# Bettas having somewhat of a relationship with their owner?



## Crowntails (Feb 12, 2013)

Do you think that bettas build like a relationship with their owners?

I do. 

My second betta Fury especially did. He would follow me around the room by swimming back and forth throughout his tank. He would greet me when I can up to the tank, always gave me these cute eyes. Boy was Fury a charmer. 

My 3rd betta I thought did too. He'd come up to the tank, and always like to say hi. Cute little guy he was.

I believe that bettas do build bonds with their owners. At least mine did. They always liked to come and say hello. 

How about your bettas? Do yours seem to relationships with you?


----------



## registereduser (Jul 30, 2010)

I think they get stimulated because you provide the foodz :mrgreen:


----------



## Crowntails (Feb 12, 2013)

Haha I bet!


----------



## Skyewillow (Dec 28, 2012)

registereduser said:


> I think they get stimulated because you provide the foodz :mrgreen:


I agree lol

Mine LOVE me for my noms... true cupboard love ^_^

It's all good though, they can love my noms.


----------



## LittleBettaFish (Oct 2, 2010)

I had two of these










jump out of their tank yesterday. One I caught in my hand and the other had to get picked off the carpet from under the rack.

All because I was taking too long to put their food in. 

I do think that bettas are very curious fish and mine always seem interested in watching me (possibly to see if I have food) if I am in the same room as they are.

I don't care if it's anthropomorphising, I always talk to my bettas when I am doing tank changes etc. because I do think that they do get some kind of enjoyment/mental enrichment in interacting with me.


----------



## Skyewillow (Dec 28, 2012)

LBF, we talk to ours too.. they think we're nuts


----------



## zombielicious13 (Jan 11, 2013)

LittleBettaFish said:


> I had two of these jump out of their tank yesterday. One I caught in my hand and the other had to get picked off the carpet from under the rack.
> 
> All because I was taking too long to put their food in.


 
Haha, my betta did the SAME thing two days ago...it surprised the heck outta me! :shock: I tried catching him on the way down, but ended up having to pick him up off of the carpet. He was pretty calm though, I'll give him that.


----------



## LittleBettaFish (Oct 2, 2010)

Once one of my plakat males (he used to jump out on you if you leaned over his tank or so much as looked in his direction) ended up jumping into the very small plastic container full of cold tap water I had been thawing his bloodworms in. 
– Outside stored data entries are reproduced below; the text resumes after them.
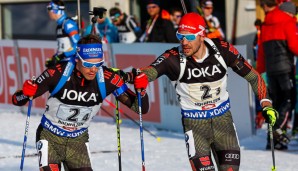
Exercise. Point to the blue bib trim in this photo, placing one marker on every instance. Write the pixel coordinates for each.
(47, 124)
(206, 114)
(120, 90)
(101, 83)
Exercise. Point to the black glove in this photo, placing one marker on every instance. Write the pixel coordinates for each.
(122, 74)
(281, 137)
(270, 115)
(54, 60)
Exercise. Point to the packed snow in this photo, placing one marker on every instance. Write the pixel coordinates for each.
(168, 154)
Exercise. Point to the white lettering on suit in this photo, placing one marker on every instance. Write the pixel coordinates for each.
(79, 96)
(198, 72)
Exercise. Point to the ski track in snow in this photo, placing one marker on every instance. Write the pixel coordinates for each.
(167, 155)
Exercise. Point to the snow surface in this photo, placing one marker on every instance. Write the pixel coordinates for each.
(168, 154)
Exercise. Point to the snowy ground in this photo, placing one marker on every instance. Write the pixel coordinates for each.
(169, 154)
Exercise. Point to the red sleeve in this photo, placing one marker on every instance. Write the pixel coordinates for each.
(290, 31)
(261, 59)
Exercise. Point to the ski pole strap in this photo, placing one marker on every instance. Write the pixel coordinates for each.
(120, 90)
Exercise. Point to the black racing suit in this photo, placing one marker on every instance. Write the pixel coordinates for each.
(63, 133)
(204, 101)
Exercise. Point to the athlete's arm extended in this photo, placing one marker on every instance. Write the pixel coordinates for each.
(239, 65)
(123, 93)
(45, 81)
(72, 30)
(244, 69)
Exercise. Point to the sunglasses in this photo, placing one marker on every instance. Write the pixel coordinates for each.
(151, 6)
(87, 64)
(208, 8)
(115, 17)
(188, 37)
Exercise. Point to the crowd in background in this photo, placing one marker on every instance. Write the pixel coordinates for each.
(162, 26)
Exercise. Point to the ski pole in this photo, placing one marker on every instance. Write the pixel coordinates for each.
(141, 129)
(118, 134)
(272, 146)
(130, 118)
(26, 129)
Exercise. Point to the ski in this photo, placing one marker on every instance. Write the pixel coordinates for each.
(35, 154)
I freaked out thinking he was going to die. But nope he just sat there eating as many bloodworms as he could until I got him out. 
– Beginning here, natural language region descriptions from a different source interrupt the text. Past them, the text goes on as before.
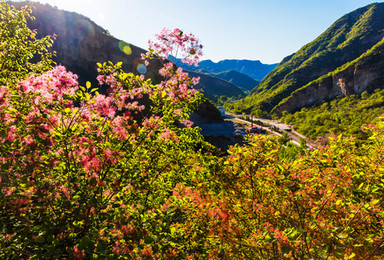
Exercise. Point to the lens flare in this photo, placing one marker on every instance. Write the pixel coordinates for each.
(141, 69)
(124, 47)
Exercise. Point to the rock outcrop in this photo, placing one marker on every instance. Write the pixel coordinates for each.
(80, 43)
(346, 40)
(363, 74)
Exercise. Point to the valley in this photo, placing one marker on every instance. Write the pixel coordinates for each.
(112, 151)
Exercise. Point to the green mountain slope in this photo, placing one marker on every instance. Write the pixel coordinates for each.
(214, 87)
(347, 39)
(241, 80)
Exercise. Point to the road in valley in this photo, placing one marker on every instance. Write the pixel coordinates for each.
(295, 136)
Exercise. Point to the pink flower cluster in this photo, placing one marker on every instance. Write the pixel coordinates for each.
(176, 42)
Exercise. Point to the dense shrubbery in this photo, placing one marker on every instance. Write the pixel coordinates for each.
(91, 176)
(342, 115)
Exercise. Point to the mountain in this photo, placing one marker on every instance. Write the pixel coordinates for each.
(80, 44)
(241, 80)
(214, 87)
(344, 60)
(366, 73)
(252, 68)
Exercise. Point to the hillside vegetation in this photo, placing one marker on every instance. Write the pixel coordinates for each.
(85, 175)
(347, 39)
(342, 115)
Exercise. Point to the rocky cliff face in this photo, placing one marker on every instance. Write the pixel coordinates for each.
(364, 74)
(80, 43)
(347, 39)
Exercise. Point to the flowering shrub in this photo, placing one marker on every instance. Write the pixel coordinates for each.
(123, 175)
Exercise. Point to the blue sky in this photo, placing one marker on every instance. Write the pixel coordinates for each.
(265, 30)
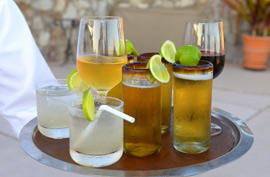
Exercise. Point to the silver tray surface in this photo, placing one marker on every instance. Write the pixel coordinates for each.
(243, 140)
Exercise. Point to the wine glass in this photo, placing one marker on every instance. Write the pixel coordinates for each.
(208, 36)
(101, 52)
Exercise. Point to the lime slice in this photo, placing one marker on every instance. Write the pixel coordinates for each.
(158, 69)
(167, 51)
(130, 49)
(88, 105)
(188, 55)
(74, 80)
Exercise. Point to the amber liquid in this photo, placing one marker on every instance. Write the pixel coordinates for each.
(143, 137)
(192, 113)
(101, 72)
(166, 100)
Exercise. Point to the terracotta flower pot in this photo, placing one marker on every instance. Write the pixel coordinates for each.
(256, 51)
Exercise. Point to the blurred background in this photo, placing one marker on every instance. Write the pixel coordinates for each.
(147, 23)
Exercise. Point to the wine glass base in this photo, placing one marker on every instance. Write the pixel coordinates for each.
(215, 129)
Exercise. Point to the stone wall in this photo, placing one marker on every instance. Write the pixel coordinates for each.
(54, 23)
It scares the heck out of you when they go sailing merrily past haha. I swear they get this twinkle in their eye and their little back end starts wobbling when they think of jumping.


----------



## registereduser (Jul 30, 2010)

I make kissy noises, like I do with the cats :roll::lol:


----------



## cole mccallister54321 (Feb 12, 2013)

Haha so much joy with bettas I love em but always get the short end of the stick and buy old old bettas so the most life is 6-11 months with each Betta but mine is always shy-ish and died a month ago from wedging his head in between to rocks when i i was gone and drownd may Alpha rest in peace for he was far too curious yes my betta was named Alpha pretty ironic but yes they do form a sort of bond if they are in group of a 2 or by themselves .
_Posted via Mobile Device_


----------



## nel3 (May 29, 2011)

all of mine readily jump in anticipation of food. i havent had one jump out of the tank yet but the water was low enough to stop it.


----------



## majesticstorm (Dec 8, 2012)

I think so. I wave goodbye to Rain everyday and he swims to the end of the tank to see me off. And when I come back, he's in the front of the tank to greet me (whether or not it's for food, we may never know, hahaha). I like to talk to Rain (when nobody's here of course, or else my roommate would think I'm a loony) and he just stares at me.


----------



## Skyewillow (Dec 28, 2012)

My kids all dance when I talk to them. I love it


----------



## SageMyster (Jul 13, 2011)

Harlot, my very first betta, would swim erratically when he saw me and even make eye contact. Boy, I loved that kiddo so much. I wish he were still with me.


----------



## stuntman2946 (Feb 8, 2013)

i think mine does, he will play with me alot more easy than he will play with my wife


----------



## sainthogan (Sep 27, 2012)

My male is very particular and doesn't like my husband too much. He tends to sulk in a corner and stare at my hubby, and take his sweet time coming to the top for is food. But with me, almost as soon as he sees me, he's out and swimming around, or zooms to the top when I lift the lid. 
My female seems to like both my hubby and I, but flares at my hubby a little more often than she does at me. Also, she will jump if I take too long feeding her or if I have my fingers near the surface when I'm cleaning. She has actually jumped completely out (I believe chasing one of the millions of fruit flies infesting our house at the time) and spent at least a half an hour of the water.


----------



## Shadyr (Mar 27, 2012)

Mine love anyone that brings them food  The sorority especially will swarm to the side of the tank you are on, probably hoping you are bringing more food. Even if it's food related love, they do interact in a much more direct way. The tetras will drift up to the top at feeding time, zip around eating, and wander off. The bettas swarm and wiggle and dance and slide over and under each other trying to get to the next pellet. Same action. One kind just puts on a better show!


----------



## popcorndeer (Feb 4, 2013)

popcorn gets soo happy when he heres my voice he comes over and pookes his head out


----------



## LinkLover (Apr 3, 2012)

Link comes over to the front of the tank whenever I get anywhere near him. He also does it for my fiance, and probably would for anyone walking by. He's just a social fish.  Even if it is just for food, I still like to think it's cause he's happy to see us.


----------



## Vizja13 (Jul 18, 2011)

I think bettas definitely do. All five of mine greet me, but completely ignore anyone else.


----------